È stata accolta con un tonfo fino a 6 punti percentuali nel pre-market di Wall street la trimestrale di Capri holdings, prima che il titolo tornasse a stabilizzarsi.
Gli investitori del gruppo americano a capo di Michael Kors e Jimmy Choo non sembrano aver apprezzato la revisione dei target annuali annunciata dal management con la pubblicazione dei risultati finanziari.
I dati salienti del primo trimestre 2027 evidenziano un fatturato in diminuzione del 3,5% a 769 milioni di dollari (pari a 666,1 milioni di euro al cambio di oggi), un utile lordo sceso da 502 a 500 milioni (433,1 milioni di euro) ma con il margine salito al 65% e un utile netto in aumento da 56 a 69 milioni (quasi 60 milioni di euro).

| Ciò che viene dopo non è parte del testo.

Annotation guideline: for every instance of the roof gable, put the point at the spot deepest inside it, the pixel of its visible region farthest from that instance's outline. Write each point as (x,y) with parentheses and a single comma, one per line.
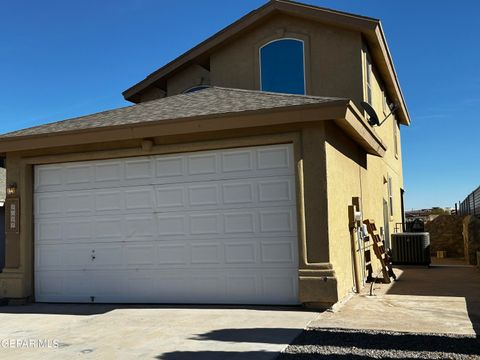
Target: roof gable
(369,27)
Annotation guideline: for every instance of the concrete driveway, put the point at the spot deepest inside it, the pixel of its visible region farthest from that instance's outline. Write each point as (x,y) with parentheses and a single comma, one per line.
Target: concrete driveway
(147,332)
(429,313)
(444,298)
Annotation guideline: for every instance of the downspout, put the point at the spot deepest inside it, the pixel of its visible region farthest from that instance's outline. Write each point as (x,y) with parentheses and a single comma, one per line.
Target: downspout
(352,210)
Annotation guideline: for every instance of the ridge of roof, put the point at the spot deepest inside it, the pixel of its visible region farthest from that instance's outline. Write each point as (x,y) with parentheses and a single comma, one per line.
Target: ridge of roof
(270,6)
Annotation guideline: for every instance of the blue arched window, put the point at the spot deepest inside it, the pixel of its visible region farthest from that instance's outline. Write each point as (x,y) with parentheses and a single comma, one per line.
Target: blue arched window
(282,66)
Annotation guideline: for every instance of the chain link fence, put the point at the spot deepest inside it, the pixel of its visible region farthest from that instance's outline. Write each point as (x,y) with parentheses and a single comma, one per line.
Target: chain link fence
(471,204)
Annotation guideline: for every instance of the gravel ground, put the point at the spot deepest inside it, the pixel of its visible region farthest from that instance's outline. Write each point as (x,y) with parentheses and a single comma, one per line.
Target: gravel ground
(369,344)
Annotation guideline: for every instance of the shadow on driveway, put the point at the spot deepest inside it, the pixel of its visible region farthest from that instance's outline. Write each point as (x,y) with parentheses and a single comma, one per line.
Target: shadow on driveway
(97,309)
(443,280)
(339,344)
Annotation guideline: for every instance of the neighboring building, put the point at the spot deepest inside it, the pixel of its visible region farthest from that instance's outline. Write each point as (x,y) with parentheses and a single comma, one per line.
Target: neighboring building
(471,204)
(209,190)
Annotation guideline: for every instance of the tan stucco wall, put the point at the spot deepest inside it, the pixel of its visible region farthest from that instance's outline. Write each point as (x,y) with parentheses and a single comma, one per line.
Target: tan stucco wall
(351,174)
(332,57)
(331,168)
(317,284)
(191,76)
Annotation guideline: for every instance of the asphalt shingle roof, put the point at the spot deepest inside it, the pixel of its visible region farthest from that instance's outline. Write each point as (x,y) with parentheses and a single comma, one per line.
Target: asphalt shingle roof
(208,102)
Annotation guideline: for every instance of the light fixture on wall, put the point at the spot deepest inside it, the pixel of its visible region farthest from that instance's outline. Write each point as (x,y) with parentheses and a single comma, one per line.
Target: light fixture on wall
(373,117)
(12,189)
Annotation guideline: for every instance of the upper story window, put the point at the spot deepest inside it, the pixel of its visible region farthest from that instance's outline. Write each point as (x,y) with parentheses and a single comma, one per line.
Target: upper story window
(369,80)
(282,66)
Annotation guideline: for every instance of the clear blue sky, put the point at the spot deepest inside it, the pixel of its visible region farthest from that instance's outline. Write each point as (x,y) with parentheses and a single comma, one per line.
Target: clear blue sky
(61,59)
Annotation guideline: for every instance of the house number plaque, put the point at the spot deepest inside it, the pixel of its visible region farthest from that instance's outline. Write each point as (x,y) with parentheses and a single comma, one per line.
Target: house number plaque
(12,218)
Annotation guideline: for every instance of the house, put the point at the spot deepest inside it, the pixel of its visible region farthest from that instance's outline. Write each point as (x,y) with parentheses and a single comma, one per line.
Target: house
(228,181)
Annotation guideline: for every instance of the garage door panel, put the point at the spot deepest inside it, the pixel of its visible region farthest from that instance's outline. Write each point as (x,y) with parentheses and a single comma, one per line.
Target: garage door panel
(109,200)
(179,286)
(206,227)
(166,169)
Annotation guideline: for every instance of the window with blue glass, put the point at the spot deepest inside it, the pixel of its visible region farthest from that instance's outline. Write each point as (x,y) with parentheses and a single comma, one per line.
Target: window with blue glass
(282,67)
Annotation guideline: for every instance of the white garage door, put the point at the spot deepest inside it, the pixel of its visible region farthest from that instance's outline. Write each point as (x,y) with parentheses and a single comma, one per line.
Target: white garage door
(204,227)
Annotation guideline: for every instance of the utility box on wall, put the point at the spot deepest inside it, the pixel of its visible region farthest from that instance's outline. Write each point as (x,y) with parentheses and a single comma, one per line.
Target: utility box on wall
(411,248)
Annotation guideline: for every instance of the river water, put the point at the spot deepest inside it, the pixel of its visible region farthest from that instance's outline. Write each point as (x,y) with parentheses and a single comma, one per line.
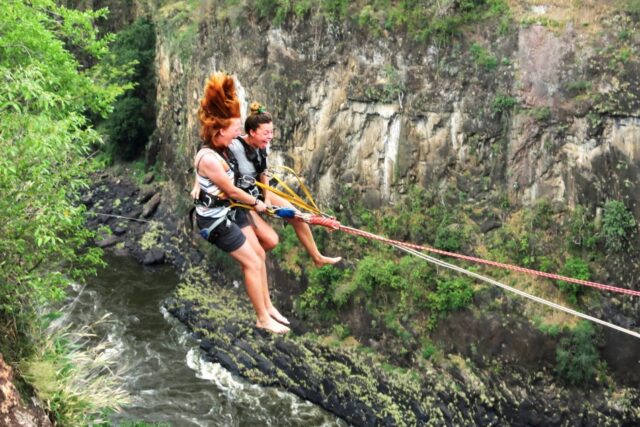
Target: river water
(168,381)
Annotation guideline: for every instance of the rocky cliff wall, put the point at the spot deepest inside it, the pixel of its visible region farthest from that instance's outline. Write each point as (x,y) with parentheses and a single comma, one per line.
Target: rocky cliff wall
(381,114)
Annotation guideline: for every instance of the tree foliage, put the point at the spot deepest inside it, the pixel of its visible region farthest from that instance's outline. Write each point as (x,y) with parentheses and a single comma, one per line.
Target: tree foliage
(133,119)
(45,138)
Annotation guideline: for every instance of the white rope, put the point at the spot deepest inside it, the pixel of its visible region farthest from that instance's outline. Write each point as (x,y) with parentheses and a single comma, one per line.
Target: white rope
(516,291)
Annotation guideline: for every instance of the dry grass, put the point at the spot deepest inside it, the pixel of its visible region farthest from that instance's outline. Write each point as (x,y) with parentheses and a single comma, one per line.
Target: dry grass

Le vendite di Michael Kors hanno riportato una flessione del 7,1% a 590 milioni (511 milioni di euro), mentre Jimmy Choo ha assistito a un incremento del 10,5% dei suoi ricavi a 179 milioni di dollari (155 milioni di euro).
«Siamo incoraggiati dai risultati del primo trimestre, che hanno superato le nostre aspettative e dimostrato i progressi che stiamo compiendo per costruire un business più solido e redditizio», ha affermato il presidente e ceo John D.